Le 21 octobre 1967, près de 100 000 personnes ont défilé à Washington, D.C. pour manifester pacifiquement autour des bâtiments du Pentagone afin de protester contre la guerre au Vietnam. Un photographe de l’agence Magnum, Marc Riboud, a alors documenté les événements. La dernière image qu’il a capturée est celle de Jan Rose Kasmir, 17 ans, qui brandit une fleur de chrysanthème devant une rangée de soldats de la Garde nationale armés de baïonnettes.
Kasmir n’était pas consciente que la photo était prise à l’époque, mais l’image en est venue à représenter la bravoure et le pouvoir de la protestation pacifique. S’adressant au Guardian en 2015, Jan Rose Kasmir a déclaré : « Ce n’est que lorsque j’ai vu l’impact de cette photographie que j’ai réalisé que ce n’était pas seulement une folie passagère – je défendais quelque chose d’important. »
Marc Riboud a effectué plusieurs voyages au Vietnam dans les années 1960, voyant par lui-même la guerre dont il avait entendu parler et débattu dans la presse. « Il était difficile de ne pas éprouver de la sympathie pour ces Vietnamiens qui opposaient une résistance si courageuse aux bombardements incessants, dit-il, et la sympathie aide à comprendre un pays, pour une personne, bien mieux que l’indifférence ou l' »objectivité » (qui est de toute façon une notion fallacieuse). »
Son travail de couverture des manifestations du Pentagone s’inscrivait dans la continuité de cette ligne d’intérêt. Une poignée d’autres images, prises le même jour, montrent ce que les manifestants ont dû voir face à une rangée de baïonnettes, et donnent une idée de l’ampleur de l’événement.

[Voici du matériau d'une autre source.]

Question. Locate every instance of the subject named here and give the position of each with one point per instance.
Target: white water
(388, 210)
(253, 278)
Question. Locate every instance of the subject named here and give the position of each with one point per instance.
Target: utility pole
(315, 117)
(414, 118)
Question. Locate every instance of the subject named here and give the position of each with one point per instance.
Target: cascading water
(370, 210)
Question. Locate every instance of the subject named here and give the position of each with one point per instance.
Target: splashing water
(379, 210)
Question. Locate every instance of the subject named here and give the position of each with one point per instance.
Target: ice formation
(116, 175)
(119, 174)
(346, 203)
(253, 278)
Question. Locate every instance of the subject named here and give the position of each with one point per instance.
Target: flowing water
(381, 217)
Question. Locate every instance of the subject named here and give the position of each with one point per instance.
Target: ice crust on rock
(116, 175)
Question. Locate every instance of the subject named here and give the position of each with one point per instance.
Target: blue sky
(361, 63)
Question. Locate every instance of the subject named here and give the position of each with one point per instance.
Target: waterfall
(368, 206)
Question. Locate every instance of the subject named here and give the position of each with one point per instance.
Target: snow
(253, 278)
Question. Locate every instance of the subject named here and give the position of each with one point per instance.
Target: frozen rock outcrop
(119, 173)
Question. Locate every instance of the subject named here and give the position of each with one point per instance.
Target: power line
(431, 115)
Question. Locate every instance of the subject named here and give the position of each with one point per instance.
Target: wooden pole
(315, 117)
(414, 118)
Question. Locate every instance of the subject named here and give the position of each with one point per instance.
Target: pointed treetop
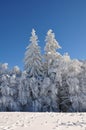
(33, 32)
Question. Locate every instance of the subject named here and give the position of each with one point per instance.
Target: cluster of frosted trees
(49, 82)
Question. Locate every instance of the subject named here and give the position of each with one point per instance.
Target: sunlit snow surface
(42, 121)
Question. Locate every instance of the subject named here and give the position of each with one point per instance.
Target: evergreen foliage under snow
(49, 82)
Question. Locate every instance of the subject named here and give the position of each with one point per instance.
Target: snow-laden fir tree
(33, 58)
(51, 49)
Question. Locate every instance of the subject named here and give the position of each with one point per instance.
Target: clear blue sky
(67, 18)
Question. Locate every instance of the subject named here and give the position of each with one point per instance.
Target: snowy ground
(42, 121)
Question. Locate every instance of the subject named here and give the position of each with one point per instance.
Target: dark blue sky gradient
(67, 19)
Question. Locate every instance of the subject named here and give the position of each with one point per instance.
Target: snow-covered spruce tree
(75, 92)
(34, 68)
(51, 50)
(50, 56)
(33, 58)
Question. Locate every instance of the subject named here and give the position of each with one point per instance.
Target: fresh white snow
(42, 121)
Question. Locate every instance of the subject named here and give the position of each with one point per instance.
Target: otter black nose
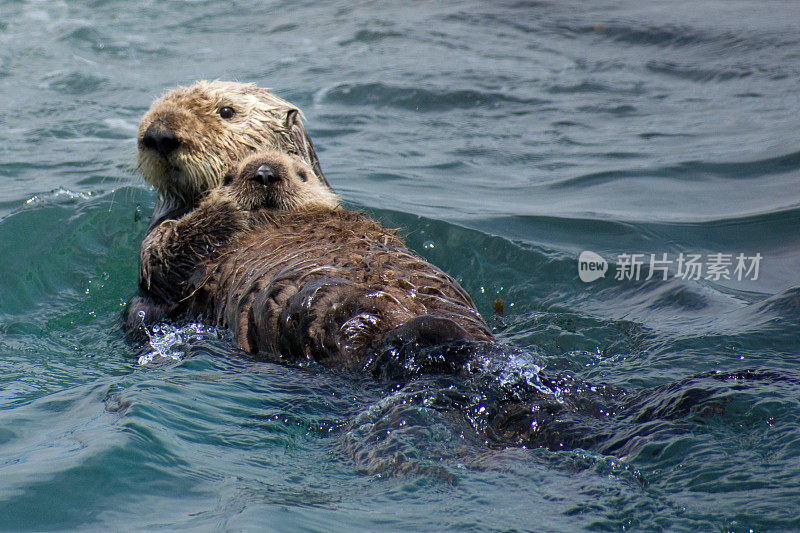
(265, 175)
(160, 138)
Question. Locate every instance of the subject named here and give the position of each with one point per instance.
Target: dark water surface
(504, 138)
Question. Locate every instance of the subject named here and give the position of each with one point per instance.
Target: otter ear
(229, 176)
(292, 118)
(303, 172)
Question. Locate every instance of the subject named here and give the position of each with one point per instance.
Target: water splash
(170, 342)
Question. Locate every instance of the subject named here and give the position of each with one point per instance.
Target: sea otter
(190, 136)
(273, 257)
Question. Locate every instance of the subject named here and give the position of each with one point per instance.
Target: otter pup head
(190, 136)
(274, 180)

Riboud s’est souvenu de l’événement de la journée pour un essai sur sa carrière, qui a été publié en 1989 :
« Un jour d’octobre 1967, je me suis retrouvé à Washington, emporté par le courant d’une cause alors simple et directe. Une foule immense et extatique défilait pour la paix au Viêt Nam, tandis que le soleil d’un été indien inondait les rues de la ville. Des centaines de milliers de jeunes hommes et de jeunes femmes, noirs et blancs, se rapprochaient avec défi du Pentagone, la citadelle de l’armée la plus puissante du monde et, pour un jour, la jeunesse américaine présentait à l’Amérique un beau visage. Je prenais des photos comme un fou, épuisant la pellicule à la tombée de la nuit. La toute dernière photo était la meilleure. Dans mon viseur, il y avait le symbole de cette jeunesse américaine : une fleur tenue devant une rangée de baïonnettes. La puissance de l’Amérique ce jour-là, a présenté l’Amérique avec un visage triste. »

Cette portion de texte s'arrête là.